Coutain recounts: “Statements like, ‘I’m so sick of hearing about Black Lives Matter... who really cares?' So I looked at her and I said, ‘Do you realize I’m Black?’ [And she says] ‘I don’t mean you, you're fine.’”
“I excuse some of it because it's unconscious, but it's there."
Coutain says her department has yet to offer racial sensitivity training to employees - but she's hoping that changes soon. While racism isn't new, she thinks she's seen a clear increase in anti-Black racism since Donald Trump was elected.
Overall, roughly 80% of respondents said racism was a very serious or somewhat serious problem in the city.
The survey also found 44% of Black Boston voters — and 33% of Hispanics — said they have experienced discrimination over the past year, compared to 10% of white voters. (The poll did not include large enough samples to provide similar statistics for other race and ethnic groups.)

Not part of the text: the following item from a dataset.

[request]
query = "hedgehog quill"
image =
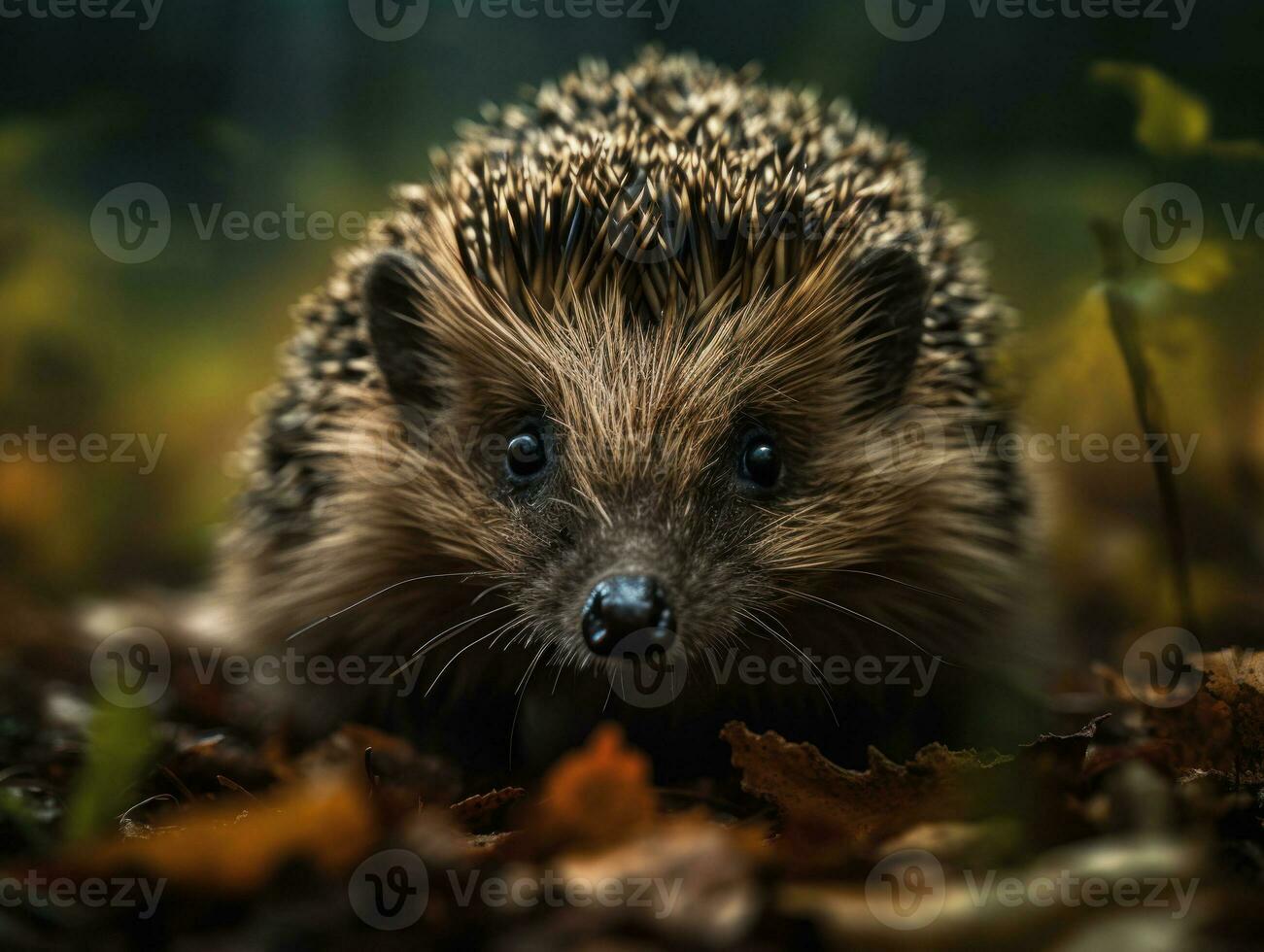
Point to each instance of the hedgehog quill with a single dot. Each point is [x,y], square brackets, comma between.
[632,377]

Take Sergio Asturias, a janitor with the Boston Housing Authority and an immigrant from Guatemala. He says he regularly faces racial hostility - from white and Black people alike.
"Many of these people have become disrespectful to people like us," Asturias says in Spanish. "They make rude gestures at you at the stoplight, they say things to you inside the train. They look at you with contempt."
Asturias has lived in Boston for 16 years, but like Coutain, he thinks racism has gotten worse over the last four.
"The other night I was walking near Macy's," Asturias says, "and a guy came up and asked why I was walking near him — and he put his fists up like he was going to attack me. I pretended not to understand and walked away, but he kept following me."
People across the country also say racism is a serious problem. A national poll by Monmouth last summer found 92% of Black non-Republicans identified racism as a problem — up significantly since the start of the Black Lives Matter protests last Spring.
But Elizabeth Corbett of Dorchester is among the 1 in 6 white voters in the WBUR poll who said racism in Boston is not a serious problem.
"I don't see or hear racism as a problem daily here,” she says. “It's definitely a problem in America, but as far as the city itself, I don't feel like it's as bad as it is in many other states."
The WBUR survey included 552 Boston registered voters. The poll was co-sponsored by the Dorchester Reporter and the Boston Foundation, and conducted by MassINC Polling Group. The poll had a 4.9% margin of error for the overall sample.
Racial inequality has become a defining issue in this year's mayor’s race, with candidates competing to offer the most convincing version of a more inclusive city.
This segment aired on April 15, 2021.